The majority of people are disgusted and ashamed of this – that our fellow human beings are treated with such indignity – and that this wealthy state is so unequal that it does not ensure all its people have access to the basic need and right of an affordable, secure, home.
And that is why the government and it’s cheerleaders in various policy and academic circles are trying to ‘normalise’ homelessness and to try blame those in mortgage arrears as trying to ‘get a house for free’. They want us all to blame the victims of the housing crisis, austerity and economic crash.
It is all to try divide society – between those who ‘get up early’ and work hard to pay their mortgage and those who are ‘sponging’ to get a ‘free’ house.
This is an unethical and wrong approach.
There are very very few who get a house ‘for free’ in this country – everyone in social housing pays a rent, everyone in receipt of the Housing Assistance Payment pays a rent, those in mortgage arrears have a debt and paid at some point and will pay again when their income and housing situation becomes sustainable.
The lie and the myth at the heart of this argument is that somehow the middle class home-owners will lose out if the government builds more social and affordable housing and delivers on the right to housing for people like increasing tenant protections.
The fact is that our housing system is more expensive than countries which have more social and affordable housing.
Our housing crisis now affects families who are working and can’t afford to buy a home, it affects students unable to find affordable housing, it affects companies unable to source workers, or people who can’t move and get a job in the cities.
Rising rents and house prices is ‘lost’ money’ from the real economy – the main beneficiaries are a minority wealthy landlord and financial elite.
The reality needs to dawn on the generation seeking to buy housing – for most of them the only possibility of accessing affordable housing will be if the government builds it.

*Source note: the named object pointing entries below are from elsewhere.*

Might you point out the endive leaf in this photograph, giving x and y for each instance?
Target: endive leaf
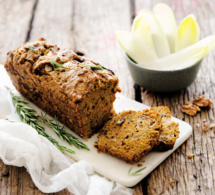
(135, 47)
(158, 37)
(184, 58)
(188, 33)
(141, 28)
(166, 18)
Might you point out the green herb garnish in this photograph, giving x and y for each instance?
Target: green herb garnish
(61, 132)
(93, 66)
(30, 117)
(55, 64)
(136, 173)
(31, 47)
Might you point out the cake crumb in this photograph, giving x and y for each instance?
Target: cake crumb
(201, 101)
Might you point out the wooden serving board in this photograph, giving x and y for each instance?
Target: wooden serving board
(104, 164)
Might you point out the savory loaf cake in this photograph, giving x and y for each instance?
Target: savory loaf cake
(169, 130)
(130, 135)
(78, 91)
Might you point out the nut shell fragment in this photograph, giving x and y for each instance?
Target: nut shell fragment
(190, 109)
(201, 101)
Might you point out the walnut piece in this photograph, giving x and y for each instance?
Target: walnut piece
(201, 101)
(190, 109)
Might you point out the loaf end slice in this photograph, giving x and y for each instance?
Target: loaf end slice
(169, 130)
(130, 135)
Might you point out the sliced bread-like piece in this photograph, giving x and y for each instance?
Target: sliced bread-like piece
(169, 130)
(130, 135)
(168, 136)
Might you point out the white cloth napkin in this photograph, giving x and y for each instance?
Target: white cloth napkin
(50, 170)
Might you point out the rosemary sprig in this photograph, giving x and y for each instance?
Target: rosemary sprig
(55, 64)
(136, 173)
(31, 47)
(61, 132)
(93, 66)
(30, 117)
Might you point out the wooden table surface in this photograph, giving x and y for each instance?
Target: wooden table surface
(89, 27)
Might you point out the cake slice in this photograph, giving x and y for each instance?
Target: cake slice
(130, 135)
(169, 130)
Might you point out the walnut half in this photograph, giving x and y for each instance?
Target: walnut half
(190, 109)
(201, 101)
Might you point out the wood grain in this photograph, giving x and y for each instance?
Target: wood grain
(89, 27)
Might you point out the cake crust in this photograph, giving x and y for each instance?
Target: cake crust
(79, 96)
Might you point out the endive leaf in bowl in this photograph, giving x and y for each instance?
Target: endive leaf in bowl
(166, 18)
(158, 37)
(188, 33)
(135, 47)
(141, 28)
(185, 57)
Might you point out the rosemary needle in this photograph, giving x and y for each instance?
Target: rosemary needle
(30, 117)
(55, 64)
(31, 47)
(93, 66)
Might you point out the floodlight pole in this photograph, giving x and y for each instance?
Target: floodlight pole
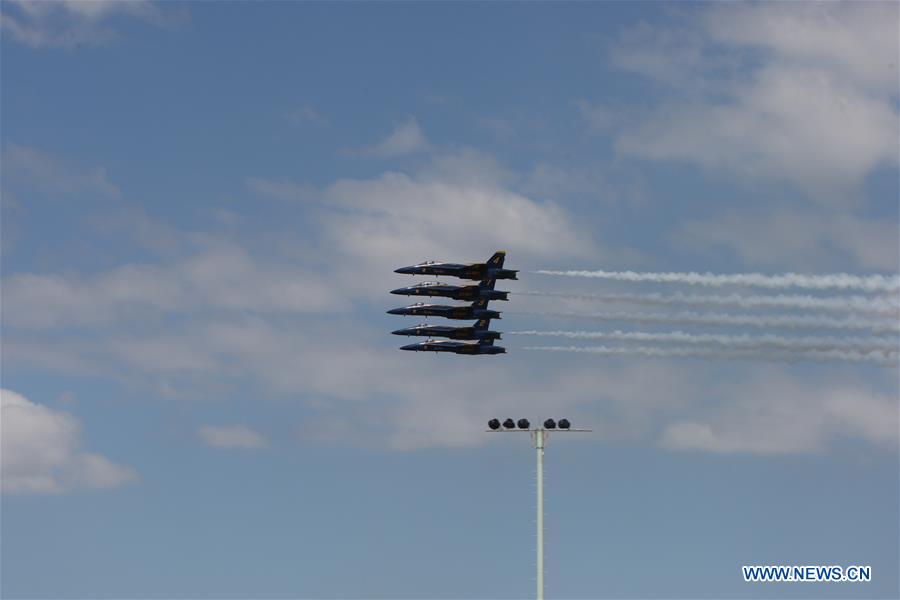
(539, 437)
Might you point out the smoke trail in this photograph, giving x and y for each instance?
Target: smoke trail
(861, 345)
(863, 304)
(691, 318)
(842, 281)
(806, 356)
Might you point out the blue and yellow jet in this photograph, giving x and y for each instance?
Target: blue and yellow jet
(492, 269)
(485, 290)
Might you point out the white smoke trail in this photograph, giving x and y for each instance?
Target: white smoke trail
(719, 353)
(862, 304)
(861, 345)
(691, 318)
(842, 281)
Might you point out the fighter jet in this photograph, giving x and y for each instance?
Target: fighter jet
(492, 269)
(477, 310)
(485, 290)
(479, 331)
(487, 347)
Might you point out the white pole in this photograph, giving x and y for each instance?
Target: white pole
(539, 449)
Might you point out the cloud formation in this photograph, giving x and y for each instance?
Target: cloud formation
(799, 91)
(42, 452)
(72, 23)
(406, 138)
(781, 415)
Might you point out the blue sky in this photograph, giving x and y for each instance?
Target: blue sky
(203, 204)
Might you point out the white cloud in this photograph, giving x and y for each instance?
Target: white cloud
(39, 170)
(799, 91)
(218, 276)
(805, 239)
(781, 414)
(406, 138)
(71, 23)
(42, 451)
(231, 436)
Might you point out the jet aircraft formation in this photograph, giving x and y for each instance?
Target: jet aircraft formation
(474, 339)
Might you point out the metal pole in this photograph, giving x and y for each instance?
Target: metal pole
(539, 450)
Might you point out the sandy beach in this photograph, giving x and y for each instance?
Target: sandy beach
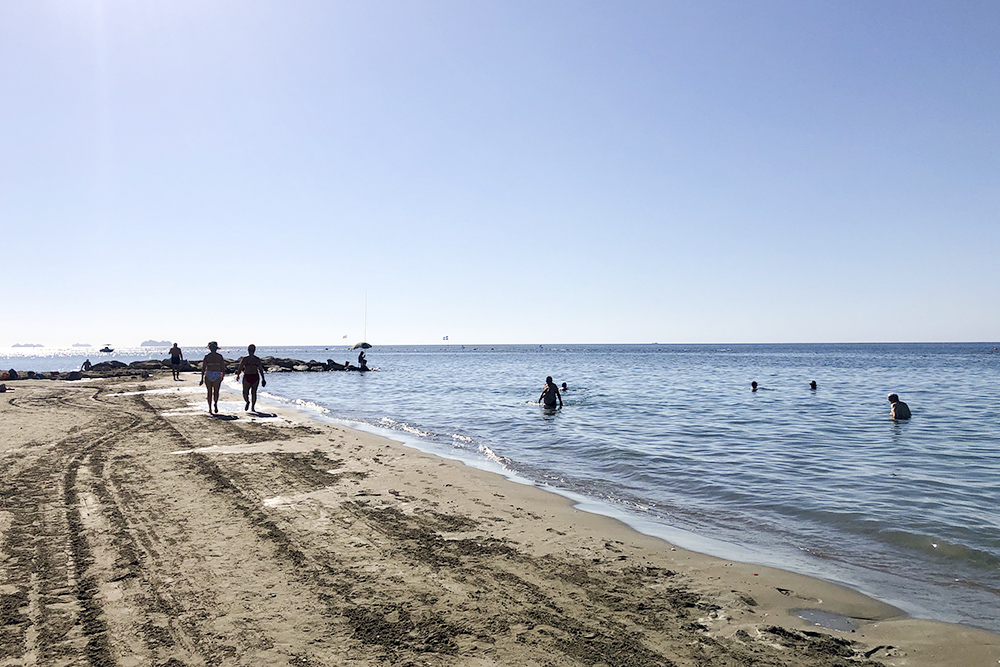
(138, 530)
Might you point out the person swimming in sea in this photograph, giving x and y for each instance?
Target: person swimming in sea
(176, 357)
(550, 394)
(213, 369)
(252, 369)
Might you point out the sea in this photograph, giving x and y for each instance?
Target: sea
(671, 440)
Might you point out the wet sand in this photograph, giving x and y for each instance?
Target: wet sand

And that’s why your concern with rising homelessness should rightly be one of an ethical and moral disgust with the treatment of your fellow human beings.
And the solutions are common – for the government to engage the entire machinery of the state to undertake a massive social and affordable house building programme.
There is no doubt that the biggest fear of the government and wider state and property establishment is the emergence of a citizen’s movement on housing similar to the water movement.
Access to affordable and secure housing, and particularly an opposition to evictions, is strongly embedded in our national psyche. Nothing stirs our passions more than home – unfortunately that has been turned into an obsession with rising property prices and housing speculation.
But as more and more people are excluded from our broken housing system this could be changing. There is increasing demand for a change in direction – for housing to be provided as a home primarily rather than a speculative asset for investors.
Just look at the increasing citizen and political action being taken to try respond to the housing crisis. From protests (see Uplift’s on-line petition here) against the sell-off of loans to Vulture Funds and proposals for legislation to set up a Housing Co-op to buy the loans.
To the Dublin Tenants Form on tenant security taking place on March 13 (see here:), to the national protest march for Housing is a Human Right on April 7 (see here) organised by the National Homeless and Housing Coalition, to the Irish Congress of Trade Union’s Charter for Housing Rights.
Such a growing wave of citizen action has the potential to change the direction of this sinking ship.